I think I half-promised to do something around social software, and since that’s more than likely to be the organising feature of the up-coming book, it could do with some attention. JG was of the opinion that the label ’social software’ was unhelpful, because many forms of software have a communicative (social) function, and may be used by particular bounded groups and also as work, or at the very least task-orientated affinity spaces. I think I’ve got that right, and it’s a good point to make, because drawing up a boundary may exclude all sorts of interesting stuff and depending on your point of view, that ‘other’ stuff becomes less interesting. Alternatively of course those vibrant and hugely popular tools and communities could simply be dismissed as only being social, being less in some way or another.

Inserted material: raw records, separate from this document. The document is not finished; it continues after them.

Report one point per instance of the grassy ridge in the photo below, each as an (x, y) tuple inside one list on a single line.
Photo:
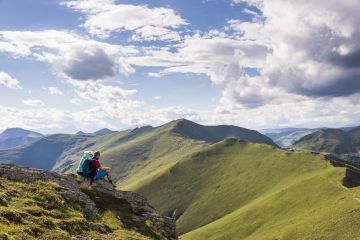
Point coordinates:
[(239, 190), (39, 211)]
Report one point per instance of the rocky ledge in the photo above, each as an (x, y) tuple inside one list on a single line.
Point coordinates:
[(77, 190)]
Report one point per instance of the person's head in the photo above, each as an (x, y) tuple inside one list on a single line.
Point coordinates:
[(97, 155)]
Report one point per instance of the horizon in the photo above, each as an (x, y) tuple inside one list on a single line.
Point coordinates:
[(84, 65), (155, 126)]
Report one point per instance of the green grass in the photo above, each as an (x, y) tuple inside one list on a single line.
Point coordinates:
[(334, 141), (239, 190), (135, 156), (39, 211)]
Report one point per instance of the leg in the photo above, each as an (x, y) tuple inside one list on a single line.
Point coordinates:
[(108, 174)]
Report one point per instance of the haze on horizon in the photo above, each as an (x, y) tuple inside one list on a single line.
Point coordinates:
[(89, 64)]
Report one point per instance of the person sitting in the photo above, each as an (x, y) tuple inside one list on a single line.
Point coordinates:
[(88, 155), (101, 171)]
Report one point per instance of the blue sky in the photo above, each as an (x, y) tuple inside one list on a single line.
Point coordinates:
[(87, 64)]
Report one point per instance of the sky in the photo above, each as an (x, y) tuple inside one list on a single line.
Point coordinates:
[(88, 64)]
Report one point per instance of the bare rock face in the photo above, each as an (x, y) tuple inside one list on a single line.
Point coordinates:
[(72, 192)]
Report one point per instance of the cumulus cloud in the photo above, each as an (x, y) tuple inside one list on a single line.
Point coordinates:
[(298, 48), (33, 102), (55, 91), (313, 45), (105, 16), (70, 55), (8, 81), (88, 64)]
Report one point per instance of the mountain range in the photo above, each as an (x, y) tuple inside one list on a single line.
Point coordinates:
[(345, 144), (218, 182)]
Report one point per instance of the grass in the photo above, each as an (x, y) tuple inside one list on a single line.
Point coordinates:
[(38, 211), (239, 190)]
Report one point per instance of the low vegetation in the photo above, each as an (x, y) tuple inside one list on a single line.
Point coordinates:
[(240, 190), (39, 211)]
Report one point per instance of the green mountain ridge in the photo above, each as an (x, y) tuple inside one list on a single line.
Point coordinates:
[(219, 182), (346, 144), (240, 190), (138, 153), (13, 137), (37, 204)]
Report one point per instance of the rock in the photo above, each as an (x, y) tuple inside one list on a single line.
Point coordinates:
[(141, 208), (70, 188)]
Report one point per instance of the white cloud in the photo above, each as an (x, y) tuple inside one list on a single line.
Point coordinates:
[(157, 97), (105, 17), (70, 55), (8, 81), (33, 102), (296, 48), (55, 91)]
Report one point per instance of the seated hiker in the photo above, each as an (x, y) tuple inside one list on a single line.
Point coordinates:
[(88, 155), (102, 171)]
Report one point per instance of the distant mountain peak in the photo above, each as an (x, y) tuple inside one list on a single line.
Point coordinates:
[(217, 133), (13, 137)]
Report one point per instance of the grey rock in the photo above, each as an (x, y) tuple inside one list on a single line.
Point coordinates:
[(72, 193)]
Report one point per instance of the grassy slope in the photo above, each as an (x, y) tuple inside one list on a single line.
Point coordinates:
[(38, 211), (142, 154), (135, 156), (239, 190)]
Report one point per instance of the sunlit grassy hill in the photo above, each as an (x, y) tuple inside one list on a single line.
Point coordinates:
[(134, 155), (241, 190)]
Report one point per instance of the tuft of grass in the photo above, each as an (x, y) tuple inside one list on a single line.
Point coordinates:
[(38, 211)]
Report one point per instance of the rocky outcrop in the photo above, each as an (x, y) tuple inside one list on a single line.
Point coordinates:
[(71, 187), (351, 178)]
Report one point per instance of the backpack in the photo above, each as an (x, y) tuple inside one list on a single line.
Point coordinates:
[(89, 170)]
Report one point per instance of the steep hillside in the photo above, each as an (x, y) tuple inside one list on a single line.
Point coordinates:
[(240, 190), (285, 137), (99, 133), (334, 141), (135, 155), (217, 133), (35, 204), (13, 137)]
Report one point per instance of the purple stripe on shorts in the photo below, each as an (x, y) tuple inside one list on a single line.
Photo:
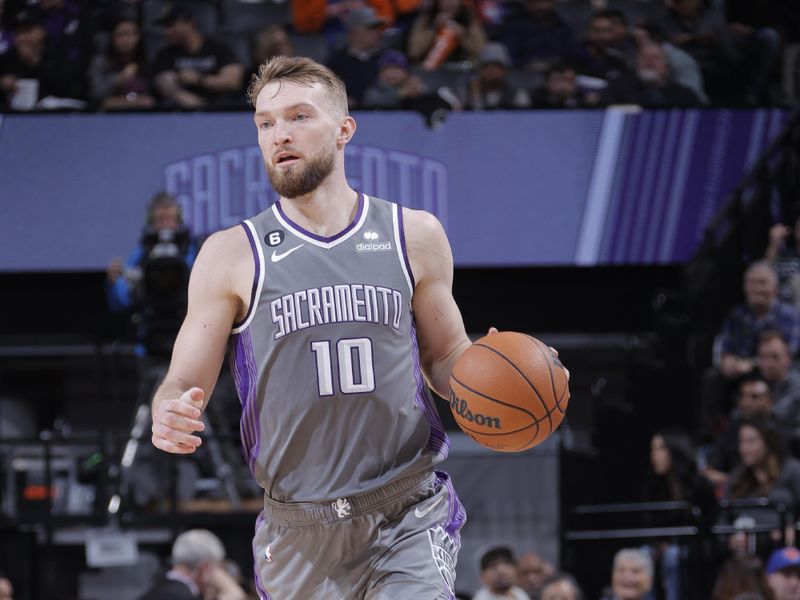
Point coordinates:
[(254, 288), (262, 594), (456, 516), (245, 377), (320, 238), (437, 442), (403, 245)]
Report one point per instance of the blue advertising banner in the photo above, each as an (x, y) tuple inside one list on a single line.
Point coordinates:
[(511, 188)]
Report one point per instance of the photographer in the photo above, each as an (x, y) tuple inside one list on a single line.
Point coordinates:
[(152, 282)]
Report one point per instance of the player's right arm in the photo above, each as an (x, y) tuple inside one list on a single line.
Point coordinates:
[(218, 295)]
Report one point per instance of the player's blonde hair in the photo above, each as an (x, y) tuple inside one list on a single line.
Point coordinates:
[(300, 70)]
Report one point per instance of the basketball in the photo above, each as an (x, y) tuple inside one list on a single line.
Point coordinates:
[(508, 391)]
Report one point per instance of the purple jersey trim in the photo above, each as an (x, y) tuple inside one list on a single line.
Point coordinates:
[(320, 238), (437, 441), (245, 377), (254, 289), (403, 245)]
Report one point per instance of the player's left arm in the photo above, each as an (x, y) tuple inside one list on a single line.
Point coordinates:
[(440, 328)]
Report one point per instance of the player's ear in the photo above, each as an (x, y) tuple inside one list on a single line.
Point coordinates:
[(346, 130)]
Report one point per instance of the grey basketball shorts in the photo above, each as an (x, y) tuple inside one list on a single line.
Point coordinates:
[(399, 541)]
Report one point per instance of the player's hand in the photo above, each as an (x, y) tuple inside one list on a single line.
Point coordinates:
[(176, 420)]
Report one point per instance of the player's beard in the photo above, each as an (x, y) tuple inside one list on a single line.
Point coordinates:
[(299, 180)]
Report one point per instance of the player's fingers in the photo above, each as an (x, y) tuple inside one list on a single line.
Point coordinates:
[(172, 447), (177, 437)]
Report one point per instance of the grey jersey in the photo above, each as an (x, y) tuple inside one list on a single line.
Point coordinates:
[(326, 360)]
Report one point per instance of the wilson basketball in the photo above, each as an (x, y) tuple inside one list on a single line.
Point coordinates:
[(508, 391)]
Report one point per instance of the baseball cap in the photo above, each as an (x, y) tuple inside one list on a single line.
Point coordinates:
[(392, 58), (173, 13), (495, 53), (782, 559), (364, 17)]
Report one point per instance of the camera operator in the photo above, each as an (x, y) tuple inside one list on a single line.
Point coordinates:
[(153, 280)]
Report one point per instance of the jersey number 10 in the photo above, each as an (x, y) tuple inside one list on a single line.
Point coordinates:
[(354, 362)]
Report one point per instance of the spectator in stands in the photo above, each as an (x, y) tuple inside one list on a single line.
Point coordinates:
[(6, 589), (357, 63), (738, 341), (765, 471), (754, 401), (532, 572), (775, 364), (741, 574), (395, 87), (33, 69), (560, 88), (783, 251), (537, 37), (700, 30), (118, 77), (560, 587), (596, 57), (652, 85), (124, 281), (631, 575), (193, 71), (491, 88), (683, 68), (499, 576), (448, 31), (752, 26), (329, 17), (197, 571), (673, 477), (783, 573)]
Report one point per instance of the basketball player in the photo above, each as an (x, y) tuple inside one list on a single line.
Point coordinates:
[(339, 310)]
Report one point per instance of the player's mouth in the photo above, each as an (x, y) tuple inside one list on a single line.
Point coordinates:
[(285, 159)]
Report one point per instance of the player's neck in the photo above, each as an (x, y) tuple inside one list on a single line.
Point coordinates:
[(327, 210)]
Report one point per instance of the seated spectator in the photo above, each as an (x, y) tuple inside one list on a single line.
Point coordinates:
[(683, 68), (357, 63), (673, 477), (754, 401), (631, 575), (738, 341), (537, 37), (491, 89), (272, 40), (783, 573), (560, 89), (775, 364), (197, 571), (560, 587), (651, 86), (193, 71), (701, 31), (783, 251), (117, 78), (329, 17), (395, 87), (499, 577), (596, 57), (448, 31), (739, 575), (33, 70), (532, 572), (752, 26)]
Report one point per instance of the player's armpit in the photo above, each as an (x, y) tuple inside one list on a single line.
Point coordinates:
[(440, 328)]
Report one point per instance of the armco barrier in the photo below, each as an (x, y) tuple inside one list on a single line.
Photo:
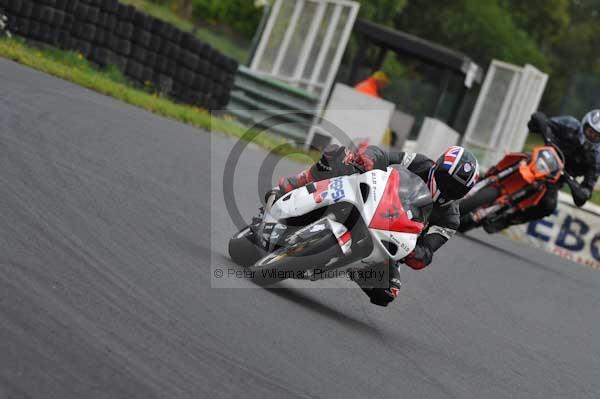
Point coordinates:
[(145, 49), (571, 233)]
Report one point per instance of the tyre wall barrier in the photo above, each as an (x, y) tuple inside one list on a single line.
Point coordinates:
[(571, 233), (146, 49)]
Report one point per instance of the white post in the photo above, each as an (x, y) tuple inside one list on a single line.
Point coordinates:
[(325, 45), (337, 59), (266, 35), (310, 41), (287, 37)]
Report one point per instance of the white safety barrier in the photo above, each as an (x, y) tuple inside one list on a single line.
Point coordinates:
[(571, 233)]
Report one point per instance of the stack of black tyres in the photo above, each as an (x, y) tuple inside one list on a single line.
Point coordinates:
[(150, 52)]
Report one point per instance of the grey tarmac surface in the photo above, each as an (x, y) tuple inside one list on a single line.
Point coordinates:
[(105, 281)]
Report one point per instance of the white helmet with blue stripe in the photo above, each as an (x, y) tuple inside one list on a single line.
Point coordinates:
[(453, 175)]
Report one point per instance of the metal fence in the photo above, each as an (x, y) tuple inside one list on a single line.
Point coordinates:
[(303, 42)]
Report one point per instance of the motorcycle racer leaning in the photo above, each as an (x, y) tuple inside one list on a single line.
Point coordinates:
[(448, 179), (580, 144)]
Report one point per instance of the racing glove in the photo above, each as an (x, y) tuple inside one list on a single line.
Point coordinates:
[(419, 258), (287, 184)]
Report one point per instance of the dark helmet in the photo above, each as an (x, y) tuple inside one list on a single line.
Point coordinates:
[(590, 127), (453, 175)]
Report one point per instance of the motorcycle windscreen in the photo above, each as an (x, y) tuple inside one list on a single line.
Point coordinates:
[(405, 205)]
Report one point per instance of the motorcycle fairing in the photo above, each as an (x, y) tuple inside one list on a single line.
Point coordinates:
[(396, 239)]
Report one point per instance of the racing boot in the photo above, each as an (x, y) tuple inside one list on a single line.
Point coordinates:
[(380, 296)]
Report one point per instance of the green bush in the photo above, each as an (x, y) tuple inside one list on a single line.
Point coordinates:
[(242, 16)]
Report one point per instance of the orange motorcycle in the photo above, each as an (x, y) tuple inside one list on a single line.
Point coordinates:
[(518, 182)]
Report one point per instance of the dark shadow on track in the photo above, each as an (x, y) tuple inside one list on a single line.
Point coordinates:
[(299, 298), (519, 257)]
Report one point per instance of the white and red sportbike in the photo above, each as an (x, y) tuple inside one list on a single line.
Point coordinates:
[(332, 224)]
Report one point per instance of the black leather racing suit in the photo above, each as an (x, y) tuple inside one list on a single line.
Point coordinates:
[(444, 219)]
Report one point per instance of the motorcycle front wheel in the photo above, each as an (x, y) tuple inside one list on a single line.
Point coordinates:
[(242, 248), (294, 260)]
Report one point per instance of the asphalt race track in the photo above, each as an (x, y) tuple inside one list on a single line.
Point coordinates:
[(105, 282)]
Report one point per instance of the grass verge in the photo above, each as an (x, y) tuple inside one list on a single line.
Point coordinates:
[(75, 68)]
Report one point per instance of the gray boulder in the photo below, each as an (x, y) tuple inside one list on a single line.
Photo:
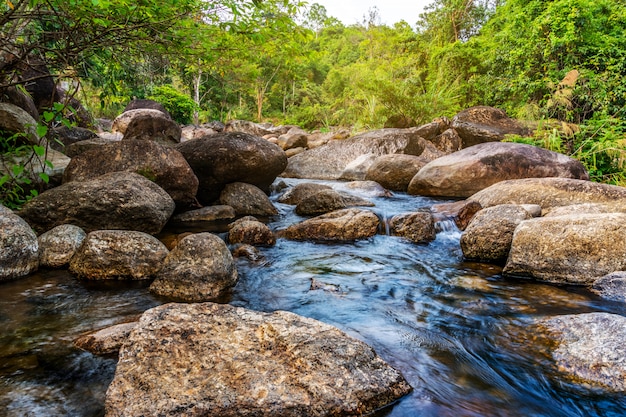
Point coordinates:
[(119, 200), (486, 124), (325, 201), (418, 227), (200, 268), (18, 246), (58, 245), (299, 192), (590, 348), (247, 199), (395, 171), (250, 231), (611, 286), (489, 235), (472, 169), (329, 161), (163, 165), (341, 225), (118, 254), (220, 360), (225, 158), (574, 249), (551, 192)]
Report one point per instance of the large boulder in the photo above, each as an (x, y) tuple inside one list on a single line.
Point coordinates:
[(611, 286), (551, 192), (589, 348), (18, 246), (119, 200), (58, 245), (246, 199), (470, 170), (153, 127), (161, 164), (395, 171), (248, 230), (218, 360), (418, 227), (299, 192), (341, 225), (225, 158), (118, 254), (329, 161), (489, 235), (486, 124), (325, 201), (200, 268), (574, 249)]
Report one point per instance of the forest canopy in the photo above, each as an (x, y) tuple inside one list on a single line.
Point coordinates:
[(290, 62)]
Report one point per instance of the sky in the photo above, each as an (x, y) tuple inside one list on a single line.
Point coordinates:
[(390, 11)]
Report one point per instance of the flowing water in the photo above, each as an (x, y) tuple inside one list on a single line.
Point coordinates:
[(461, 334)]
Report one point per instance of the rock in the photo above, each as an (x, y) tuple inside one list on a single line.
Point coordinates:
[(65, 136), (118, 254), (146, 104), (574, 249), (195, 132), (250, 128), (58, 245), (207, 214), (341, 225), (462, 212), (246, 199), (153, 127), (551, 192), (329, 161), (119, 200), (295, 138), (14, 119), (448, 142), (225, 158), (249, 230), (590, 348), (357, 170), (611, 286), (299, 192), (325, 201), (77, 148), (18, 247), (473, 169), (418, 227), (121, 122), (107, 341), (199, 268), (220, 360), (395, 171), (486, 124), (163, 165), (15, 96), (489, 235)]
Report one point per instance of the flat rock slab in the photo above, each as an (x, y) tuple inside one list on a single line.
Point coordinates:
[(591, 348), (218, 360)]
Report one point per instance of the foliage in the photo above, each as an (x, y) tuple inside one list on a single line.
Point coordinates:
[(179, 105)]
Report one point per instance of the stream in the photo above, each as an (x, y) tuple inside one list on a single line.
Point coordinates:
[(461, 334)]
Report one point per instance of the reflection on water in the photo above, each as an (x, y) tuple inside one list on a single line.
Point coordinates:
[(460, 333)]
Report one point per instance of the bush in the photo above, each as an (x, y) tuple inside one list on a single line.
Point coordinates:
[(179, 105)]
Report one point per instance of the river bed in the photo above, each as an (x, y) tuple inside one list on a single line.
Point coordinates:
[(461, 334)]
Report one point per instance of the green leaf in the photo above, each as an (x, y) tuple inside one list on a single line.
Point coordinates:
[(42, 130), (39, 150), (44, 177), (17, 170)]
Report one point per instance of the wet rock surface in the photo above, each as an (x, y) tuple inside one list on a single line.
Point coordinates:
[(219, 360)]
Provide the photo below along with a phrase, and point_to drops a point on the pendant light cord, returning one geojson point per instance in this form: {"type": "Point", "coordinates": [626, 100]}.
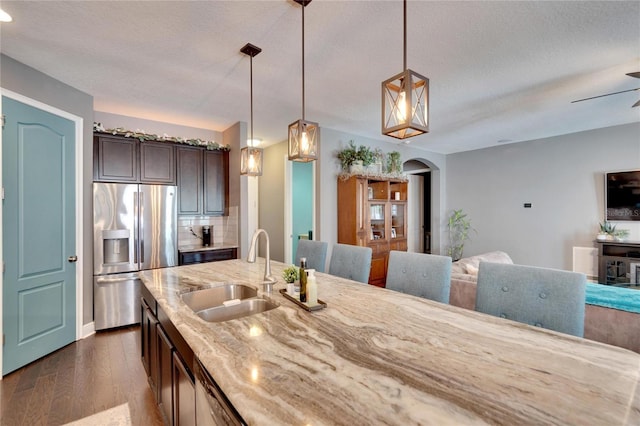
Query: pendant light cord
{"type": "Point", "coordinates": [251, 91]}
{"type": "Point", "coordinates": [404, 41]}
{"type": "Point", "coordinates": [303, 61]}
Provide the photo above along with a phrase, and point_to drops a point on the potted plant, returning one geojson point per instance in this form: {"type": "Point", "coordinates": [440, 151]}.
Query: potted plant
{"type": "Point", "coordinates": [394, 163]}
{"type": "Point", "coordinates": [366, 155]}
{"type": "Point", "coordinates": [459, 227]}
{"type": "Point", "coordinates": [607, 231]}
{"type": "Point", "coordinates": [353, 159]}
{"type": "Point", "coordinates": [378, 160]}
{"type": "Point", "coordinates": [621, 234]}
{"type": "Point", "coordinates": [290, 274]}
{"type": "Point", "coordinates": [348, 156]}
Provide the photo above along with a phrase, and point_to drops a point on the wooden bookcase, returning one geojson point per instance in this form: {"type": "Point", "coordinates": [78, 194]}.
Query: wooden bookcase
{"type": "Point", "coordinates": [373, 213]}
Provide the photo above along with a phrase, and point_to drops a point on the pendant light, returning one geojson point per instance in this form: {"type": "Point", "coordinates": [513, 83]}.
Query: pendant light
{"type": "Point", "coordinates": [303, 135]}
{"type": "Point", "coordinates": [251, 156]}
{"type": "Point", "coordinates": [405, 100]}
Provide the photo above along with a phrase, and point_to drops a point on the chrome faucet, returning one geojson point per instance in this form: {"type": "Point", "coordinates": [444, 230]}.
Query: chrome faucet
{"type": "Point", "coordinates": [269, 280]}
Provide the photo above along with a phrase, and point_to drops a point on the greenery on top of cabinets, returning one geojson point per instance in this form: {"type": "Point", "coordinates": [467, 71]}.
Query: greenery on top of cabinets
{"type": "Point", "coordinates": [459, 226]}
{"type": "Point", "coordinates": [142, 136]}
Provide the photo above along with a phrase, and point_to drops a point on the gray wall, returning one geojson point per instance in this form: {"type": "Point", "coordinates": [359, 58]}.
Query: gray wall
{"type": "Point", "coordinates": [562, 177]}
{"type": "Point", "coordinates": [327, 171]}
{"type": "Point", "coordinates": [237, 185]}
{"type": "Point", "coordinates": [26, 81]}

In the discourse around online communities the term ’social software’ is of course regularly used (not that that alone invalidates JG’s point), but I was using it in that accepted sense, assuming that people knew what I was on about. I ended up suggesting that it was something to do with community, participation, and low content software - in hindsight I could have said transparent. Transparent because there could not really be a blog at all until someone posted on it.
So I suppose the point of social software is to create a space for participation, for the development of community and that is its sole raison d’etre (irrespective of its particular software history). Isn’t this the essence of the killer MySpace - that has become so hugely popular. If MySpace is about anything, it’s about what people put on MySpace and how their individual stuff inter-relates. From Wikipedia, I got the singularly unhelpful line posing as a definition, suggesting that social software is
the use of two or more modes of computer-mediated communication that result in community formation.
At least that emphasises the importance of communication. Here, though, there’s plenty of ongoing discussion of social software. So much that you can almost abstract what it is from the examples given. On the linked page, for example, one discovers the list meme and that really does seem to pin it down through exemplification. So here goes:
I’m kicking off an informal poll: what are your top five favorite social software services currently in use? I’ll start:I wonder if this begins to shed a liitle light on the idea?1. (drumroll, please)… Flickr. Shocking, I know.
2. del.icio.us
3. My Web 2.0 — I tend to store everything in My Web 2.0 and only a subset of things to del.icio.us, but I use both frequently to find cool stuff.
4. Memeorandum — when I need news fast, which is all the time, this is what I use.
5. YouTube is emerging as a new favorite. I like that I can so easily embed video on my own blogs.